Dans la lignée de cette approche et dans le contexte spécifique lié à la Covid-19, la fondation a conçu une proposition d’appui à ses partenaires avec 3 axes :

  • “Réagir”, pour couvrir des dépenses exceptionnelles liées à la mise en place de dispositifs de réponse à la crise et ayant vocation à se pérenniser ;
  • “Surmonter”, pour financer la restructuration de l’activité (identification des dépenses compressibles, des recettes en danger et des potentialités de revenus alternatifs) ;
  • “Renforcer”, pour accompagner un renforcement structurel (basé notamment sur la capitalisation des enseignements tirés des mesures de pilotage d’urgence et les évolutions du contexte sociétal).

Concrètement, “si le besoin est d’acheter 100 000 masques, la Fondation de l’Orangerie ne les financera pas, car ce n’est pas un besoin structurant. En revanche, nous pourrions financer un projet qui consisterait par exemple en l’analyse de la population de bénévoles dans le cadre d’une stratégie de renouvellement des forces bénévoles, ainsi que leur formation aux mesures sanitaires ”, explique Nathalie Sauvanet, directrice de la Fondation de l'Orangerie et Responsable du Conseil en Philanthropie de BNP Paribas Wealth Management.

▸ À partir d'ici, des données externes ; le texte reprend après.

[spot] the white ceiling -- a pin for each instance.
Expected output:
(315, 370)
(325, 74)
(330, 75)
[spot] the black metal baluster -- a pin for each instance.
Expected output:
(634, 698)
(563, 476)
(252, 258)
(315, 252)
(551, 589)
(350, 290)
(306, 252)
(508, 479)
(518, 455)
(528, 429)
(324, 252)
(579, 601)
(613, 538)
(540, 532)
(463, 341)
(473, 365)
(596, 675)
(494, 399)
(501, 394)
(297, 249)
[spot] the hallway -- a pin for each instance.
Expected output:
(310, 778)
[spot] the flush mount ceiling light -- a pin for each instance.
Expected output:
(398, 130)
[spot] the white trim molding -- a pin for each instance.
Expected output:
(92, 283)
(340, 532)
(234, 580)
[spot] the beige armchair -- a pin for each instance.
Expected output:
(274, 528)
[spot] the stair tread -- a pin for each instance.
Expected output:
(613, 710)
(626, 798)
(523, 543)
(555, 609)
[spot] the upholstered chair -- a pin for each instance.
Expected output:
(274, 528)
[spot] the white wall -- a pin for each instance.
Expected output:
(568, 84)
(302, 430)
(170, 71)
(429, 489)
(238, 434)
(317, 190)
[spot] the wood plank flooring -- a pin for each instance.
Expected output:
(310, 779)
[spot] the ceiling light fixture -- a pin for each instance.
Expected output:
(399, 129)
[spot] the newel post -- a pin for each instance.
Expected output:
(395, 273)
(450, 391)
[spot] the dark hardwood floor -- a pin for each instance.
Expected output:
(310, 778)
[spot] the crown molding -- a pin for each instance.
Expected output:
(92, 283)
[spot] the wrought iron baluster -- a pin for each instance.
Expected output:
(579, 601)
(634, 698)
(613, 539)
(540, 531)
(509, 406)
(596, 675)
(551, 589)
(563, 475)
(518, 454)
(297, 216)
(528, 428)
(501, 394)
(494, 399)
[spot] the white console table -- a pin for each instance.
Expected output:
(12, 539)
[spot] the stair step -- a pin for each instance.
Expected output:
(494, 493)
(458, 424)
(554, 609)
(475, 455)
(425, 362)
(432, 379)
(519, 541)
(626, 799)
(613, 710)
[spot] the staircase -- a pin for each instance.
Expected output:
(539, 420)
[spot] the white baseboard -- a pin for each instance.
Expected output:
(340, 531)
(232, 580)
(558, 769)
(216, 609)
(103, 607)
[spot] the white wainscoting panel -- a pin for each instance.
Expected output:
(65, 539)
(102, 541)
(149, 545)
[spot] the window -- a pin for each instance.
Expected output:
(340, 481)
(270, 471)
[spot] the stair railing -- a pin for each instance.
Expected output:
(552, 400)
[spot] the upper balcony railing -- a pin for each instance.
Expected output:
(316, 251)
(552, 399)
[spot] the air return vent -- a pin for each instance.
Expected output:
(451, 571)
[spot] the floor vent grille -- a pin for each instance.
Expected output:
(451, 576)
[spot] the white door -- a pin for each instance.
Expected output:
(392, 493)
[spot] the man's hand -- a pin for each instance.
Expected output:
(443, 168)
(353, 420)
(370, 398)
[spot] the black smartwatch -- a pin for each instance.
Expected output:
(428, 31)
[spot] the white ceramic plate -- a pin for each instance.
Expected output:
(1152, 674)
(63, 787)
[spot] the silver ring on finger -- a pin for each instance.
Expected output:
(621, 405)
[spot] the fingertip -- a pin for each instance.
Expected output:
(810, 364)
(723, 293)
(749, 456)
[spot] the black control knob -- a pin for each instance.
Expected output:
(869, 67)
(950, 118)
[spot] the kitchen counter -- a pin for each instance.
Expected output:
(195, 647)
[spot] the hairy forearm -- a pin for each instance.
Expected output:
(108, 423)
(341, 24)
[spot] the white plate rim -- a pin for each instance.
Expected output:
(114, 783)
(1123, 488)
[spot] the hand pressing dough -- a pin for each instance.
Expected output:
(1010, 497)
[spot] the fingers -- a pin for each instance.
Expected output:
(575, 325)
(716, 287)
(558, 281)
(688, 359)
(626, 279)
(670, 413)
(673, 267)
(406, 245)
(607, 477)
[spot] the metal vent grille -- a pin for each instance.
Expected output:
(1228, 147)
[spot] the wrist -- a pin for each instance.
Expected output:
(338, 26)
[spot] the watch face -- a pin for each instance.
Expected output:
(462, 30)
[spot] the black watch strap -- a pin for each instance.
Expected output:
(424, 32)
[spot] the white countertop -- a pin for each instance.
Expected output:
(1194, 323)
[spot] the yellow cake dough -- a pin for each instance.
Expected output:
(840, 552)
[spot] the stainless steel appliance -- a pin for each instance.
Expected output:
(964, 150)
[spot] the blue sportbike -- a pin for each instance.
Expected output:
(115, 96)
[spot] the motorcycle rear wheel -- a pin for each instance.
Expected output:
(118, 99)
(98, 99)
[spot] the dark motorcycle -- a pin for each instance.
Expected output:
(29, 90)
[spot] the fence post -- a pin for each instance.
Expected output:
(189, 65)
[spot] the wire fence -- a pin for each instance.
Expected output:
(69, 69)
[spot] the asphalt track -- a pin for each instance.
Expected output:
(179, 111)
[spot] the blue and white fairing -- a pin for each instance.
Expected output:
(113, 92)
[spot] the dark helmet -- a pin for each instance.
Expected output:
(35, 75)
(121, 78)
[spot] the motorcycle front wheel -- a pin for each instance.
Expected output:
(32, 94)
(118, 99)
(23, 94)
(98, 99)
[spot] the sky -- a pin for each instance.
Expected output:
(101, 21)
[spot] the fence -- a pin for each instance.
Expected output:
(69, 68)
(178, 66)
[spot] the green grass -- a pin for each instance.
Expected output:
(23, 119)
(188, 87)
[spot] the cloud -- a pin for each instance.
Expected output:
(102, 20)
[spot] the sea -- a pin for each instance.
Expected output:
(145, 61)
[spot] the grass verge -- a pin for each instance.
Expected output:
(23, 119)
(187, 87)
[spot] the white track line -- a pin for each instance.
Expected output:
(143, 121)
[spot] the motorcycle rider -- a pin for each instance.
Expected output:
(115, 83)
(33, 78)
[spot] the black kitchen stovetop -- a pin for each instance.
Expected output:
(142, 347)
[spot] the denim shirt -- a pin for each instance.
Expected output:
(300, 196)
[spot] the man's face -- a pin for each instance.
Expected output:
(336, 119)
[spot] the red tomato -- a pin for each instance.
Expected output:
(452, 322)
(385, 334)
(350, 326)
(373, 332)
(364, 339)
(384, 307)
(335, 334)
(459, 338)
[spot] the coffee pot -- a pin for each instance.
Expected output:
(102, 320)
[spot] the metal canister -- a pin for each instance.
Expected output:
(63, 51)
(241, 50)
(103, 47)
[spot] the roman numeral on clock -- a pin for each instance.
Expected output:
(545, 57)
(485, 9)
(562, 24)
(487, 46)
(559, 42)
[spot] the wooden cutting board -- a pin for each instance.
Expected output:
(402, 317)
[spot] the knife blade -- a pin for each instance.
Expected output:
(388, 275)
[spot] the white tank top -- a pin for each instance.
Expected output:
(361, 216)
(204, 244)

Autre exemple : “si la structure a un enjeu de digitalisation, la Fondation de l’Orangerie pourra financer l’analyse des besoins, des outils à mettre en place, la structuration de la feuille de route… mais pas l’achat des logiciels ou des ordinateurs.

 

Quels enseignements tirer de ces partages d’expérience ?

Concrètement, il apparaît que :

  • la relation partenariale est primordiale et implique de bien comprendre la mission d’intérêt général de l’organisme, son écosystème et les défis qu’il rencontre, de favoriser un climat confiance mutuelle et d’inscrire le soutien dans la durée tout en préparant son échéance ;
  • une piste, évoquée par une participante à l’atelier, est d’ailleurs de soutenir la structuration des efforts de fundraising (RH, communication, mise en réseau), permettant à l’OSBL d’être plus autonome lorsque le mécène se retire ;
  • l’intérêt des mécènes pour la dimension "changement d'échelle" et essaimage des projets associatifs s’intensifie, phénomène confirmé par les témoignages de représentants d’associations au cours de l’atelier ;
  • ce changement d’échelle nécessite, pour les structures, de parvenir à concilier équilibre économique et maximisation de l'impact social, ce dernier étant la finalité d'une telle démarche.